Firebase review — 9 months in

Photo by Lum3n (CC)

TLDR: Initially only planned to use Firebase to help kickstart a side-project, ended up falling in love with it.

The Good

  • Beautiful user authentication API and management
  • One of the best (and cheapest) hosted database solutions around
  • Fantastic documentation
  • Amazing UI
  • Decent integration libraries

The Bad

  • Firebase does not fully replace a backend
    Update: now with Cloud Functions, a ‘serverless’ app is possible!
  • Firebase SDK library is closed source
    Update: Firebase has open sourced the SDKs!

The Good


Chances are, if you’re building an app, you’re going to need some form of user authentication and management. Let’s take a look at how you can add Google Sign-in to a (Firebase-configured) app:

Well… that was easy. The more discerning readers among you will notice that the syntax isn’t that far from the (non-Firebase) standard Google Sign-in flow. However, what isn’t available with the standard Google Sign-in, is a fully-fledged backend where you can create, delete or temporarily disable users to your heart’s content.

Pushing my digital design skills with blurred boxes

It’s not possible to talk about JavaScript user authentication frameworks without mentioning passport.js, by far the most popular and widely-known solution out there. However, it’s important to remember that passport.js only runs on Node.js, so if you’re looking for a client-side framework, Firebase is the way to go.


Initially, I only planned to use Firebase Database in the early stages of development. I saw it as a convenient option, as I didn’t have to set up my own MongoDB instance, but I was constantly aware of becoming too dependent on it. My main gripe was that it’s a proprietary standard and I didn’t want to outsource control of my data.
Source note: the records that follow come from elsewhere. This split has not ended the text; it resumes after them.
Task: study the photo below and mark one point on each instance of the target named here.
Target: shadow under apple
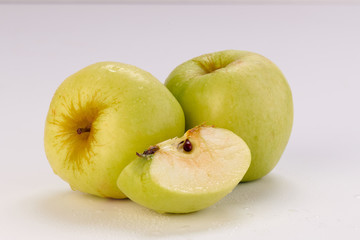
(86, 211)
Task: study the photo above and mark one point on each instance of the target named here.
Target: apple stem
(81, 130)
(151, 150)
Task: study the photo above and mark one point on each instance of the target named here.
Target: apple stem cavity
(81, 130)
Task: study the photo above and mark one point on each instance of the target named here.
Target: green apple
(240, 91)
(187, 174)
(99, 117)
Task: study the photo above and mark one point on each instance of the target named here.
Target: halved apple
(187, 174)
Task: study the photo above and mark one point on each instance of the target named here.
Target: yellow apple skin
(125, 110)
(240, 91)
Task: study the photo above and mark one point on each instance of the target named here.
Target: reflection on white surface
(83, 211)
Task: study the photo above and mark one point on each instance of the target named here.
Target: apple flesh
(187, 174)
(240, 91)
(99, 117)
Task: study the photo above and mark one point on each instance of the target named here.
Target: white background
(313, 192)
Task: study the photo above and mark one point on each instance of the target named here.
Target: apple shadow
(86, 211)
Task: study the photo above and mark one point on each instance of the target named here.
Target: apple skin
(126, 109)
(240, 91)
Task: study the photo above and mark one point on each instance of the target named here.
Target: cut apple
(187, 174)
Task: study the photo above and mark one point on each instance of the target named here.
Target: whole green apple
(100, 117)
(243, 92)
(189, 173)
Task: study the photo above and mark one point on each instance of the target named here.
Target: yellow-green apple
(99, 117)
(243, 92)
(189, 173)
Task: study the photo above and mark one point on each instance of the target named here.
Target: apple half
(189, 173)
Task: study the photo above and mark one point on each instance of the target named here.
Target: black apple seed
(187, 146)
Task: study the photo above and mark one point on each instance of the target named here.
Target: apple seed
(81, 130)
(187, 146)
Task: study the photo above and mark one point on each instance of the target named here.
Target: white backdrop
(313, 192)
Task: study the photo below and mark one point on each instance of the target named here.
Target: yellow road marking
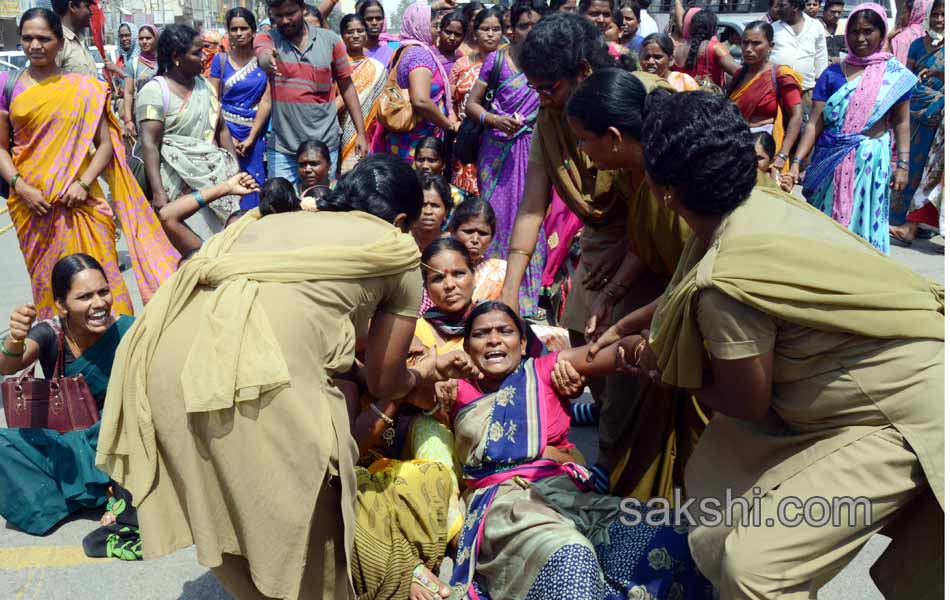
(42, 557)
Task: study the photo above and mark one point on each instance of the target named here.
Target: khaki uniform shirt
(75, 56)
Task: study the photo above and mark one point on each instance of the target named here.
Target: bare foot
(905, 233)
(426, 586)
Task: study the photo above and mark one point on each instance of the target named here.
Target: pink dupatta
(860, 108)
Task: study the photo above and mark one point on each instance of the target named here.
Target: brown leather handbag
(59, 403)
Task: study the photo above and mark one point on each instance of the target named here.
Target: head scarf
(936, 37)
(150, 56)
(417, 24)
(416, 30)
(129, 55)
(689, 19)
(915, 28)
(860, 108)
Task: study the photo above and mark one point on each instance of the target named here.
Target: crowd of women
(355, 392)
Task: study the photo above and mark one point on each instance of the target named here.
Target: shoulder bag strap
(494, 79)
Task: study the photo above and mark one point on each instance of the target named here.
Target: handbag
(59, 403)
(395, 107)
(468, 135)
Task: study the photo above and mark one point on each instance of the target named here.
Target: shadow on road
(205, 587)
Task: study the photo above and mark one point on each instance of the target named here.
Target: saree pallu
(871, 194)
(51, 148)
(401, 519)
(533, 530)
(45, 476)
(502, 168)
(369, 77)
(757, 91)
(462, 79)
(241, 92)
(926, 114)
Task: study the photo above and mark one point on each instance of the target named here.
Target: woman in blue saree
(45, 475)
(245, 97)
(533, 528)
(859, 100)
(505, 144)
(926, 59)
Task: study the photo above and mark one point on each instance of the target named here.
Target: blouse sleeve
(731, 329)
(216, 67)
(404, 294)
(790, 91)
(824, 87)
(916, 50)
(149, 105)
(4, 77)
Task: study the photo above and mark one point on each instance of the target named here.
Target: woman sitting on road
(45, 476)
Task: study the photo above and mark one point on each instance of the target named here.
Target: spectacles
(547, 89)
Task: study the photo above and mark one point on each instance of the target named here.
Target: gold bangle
(638, 351)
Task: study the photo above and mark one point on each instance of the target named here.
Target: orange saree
(54, 124)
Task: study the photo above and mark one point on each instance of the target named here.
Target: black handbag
(466, 140)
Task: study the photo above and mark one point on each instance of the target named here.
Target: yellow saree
(52, 145)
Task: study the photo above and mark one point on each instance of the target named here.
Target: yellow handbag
(395, 108)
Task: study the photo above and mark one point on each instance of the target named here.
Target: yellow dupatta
(233, 328)
(772, 253)
(592, 194)
(52, 147)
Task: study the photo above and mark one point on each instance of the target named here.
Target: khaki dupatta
(657, 235)
(590, 193)
(785, 258)
(233, 328)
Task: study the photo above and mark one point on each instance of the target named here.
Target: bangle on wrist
(3, 348)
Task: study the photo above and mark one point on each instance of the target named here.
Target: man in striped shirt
(304, 63)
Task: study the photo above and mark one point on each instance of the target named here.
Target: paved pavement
(54, 566)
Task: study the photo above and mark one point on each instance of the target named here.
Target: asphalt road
(54, 566)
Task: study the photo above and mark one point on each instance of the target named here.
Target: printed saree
(532, 525)
(926, 113)
(51, 148)
(502, 167)
(241, 92)
(369, 77)
(45, 475)
(758, 90)
(868, 216)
A few months into the project I decided to finally set up my own MongoDB instance. I realised my requirements were:

  • ~99.9% uptime
  • Excellent performance
  • Easy application of security updates
  • A front-end to view the data
  • Automated backups

Some important context is required here; the side-project I’m working on isn’t a technical hobbyist-type project, it’s a business. My aim is to make a product available for real users to use (and eventually pay for). Therefore I wasn’t keen on the idea of spending an extra month working on configuring a database setup to meet the above requirements.

Fortunately, there are a number of hosted database solutions available. One such solution is MongoDB Atlas (from the team who make MongoDB). This was starting to sound like a good option until I saw the pricing calculator. The cheapest instance is $0.09 an hour, or ~$64 a month. Compare this to the Blaze plan with Firebase Database, which meets all of the requirements above (including automated backups!) and costs only $0.026/GB. With my usage of a few hundred users (saving text-only data), my last monthly bill came to $0.30. Google is no stranger to storing data, so it makes sense they would be able to provide the most cost-efficient storage plans for a hosted database.

My remaining qualm was that Firebase Database is a proprietary standard, which I was apprehensive about until I discovered that it’s possible to export your entire database at any time to a JSON file. That means you’re free to leave whenever you like and transfer your data to another NoSQL database program. To summarise, staying with Firebase Database would give me a cheap, secure, hosted database with guaranteed uptime, along with the option to leave at any time. My search for a hosted database provider was over!

Now let’s check out how you can go about saving data to Firebase Database:

Yep. It’s genuinely as simple as that.

Now to retrieve some data:

So pretty I want to cry.

Now also feels like a good time to mention that Firebase Database automatically syncs your data across clients in realtime. That means if you have your app open on both your phone and your laptop, and you edit some data on your phone, the change will automatically be reflected on your laptop.


It’s not uncommon to see people complaining about Google’s “poor documentation” on sites like Reddit and Hacker News. After spending time with the Firebase documentation, I couldn't disagree more and I would suggest anyone who still holds Google in a poor regard to check it out.

Amazing UI

Screenshots can only do this so much justice. It’s free to create projects with Firebase so if you’re curious, sign up and “have a butchers” for yourself.

Integration Libraries

There’s certainly no shortage of libraries available. That being said, I avoided the React library as it seemed quite out of date and heavily dependent on mixins, which are now considered harmful to use in React.

The two libraries I did make use of were the Web and Node.js Firebase SDKs. Both libraries integrate well with the Firebase Auth service making it a breeze to save user-protected data to the database.

The Bad

Firebase does not fully replace a backend

Update: now with Cloud Functions, a ‘serverless’ app is possible!

In my case, I feel I’ve managed to offload about 80% of the backend to Firebase. (Note - this is a still huge number in terms of development time for an independent developer like myself.) As for the remaining 20%, what Firebase couldn’t help me with was my need to send automated emails on a daily basis.

Tantalisingly, Firebase does actually have email support, but this is limited to just basic configuration of “password reset” and “email address change” emails. If support was added for more generic templates, then Firebase users could extend this to build any type of email, such as a welcome email when a user initially signs up.

Firebase SDK library is closed source

Update: Firebase has open sourced the SDKs!

There are more than 60 open source repos on the Firebase GitHub page. These repos are made up of numerous example and integration libraries. I cannot fathom why the main Firebase SDK library is still closed-source. I understand it must have been a security decision, but I’m sure the Firebase team could make the majority of the main SDK library open source whilst still keeping the more sensitive sections private.

While I am generally happy with the Firebase documentation, as is always the case with documentation, it doesn’t cover everything and sometimes a dive into the code is the only way to find answers. I had one such case when trying to find out if the Firebase Auth service was available as a promise, rather than just an observable. It did take me by surprise to find only a minified, obfuscated library script within my node_modules directory. As I mentioned before, relying on proprietary code and standards can be unsettling so I hope this is something the Firebase team can tackle in the near future.

Would I recommend Firebase?

Absolutely. For one-man bands like myself Firebase is virtually indispensable. Obviously, if you’re working in a team which can spare people to manage a backend and maintain a database, you won’t have a real need for it. But if you’re an independent developer working on an app which requires a full stack, I can’t recommend Firebase enough.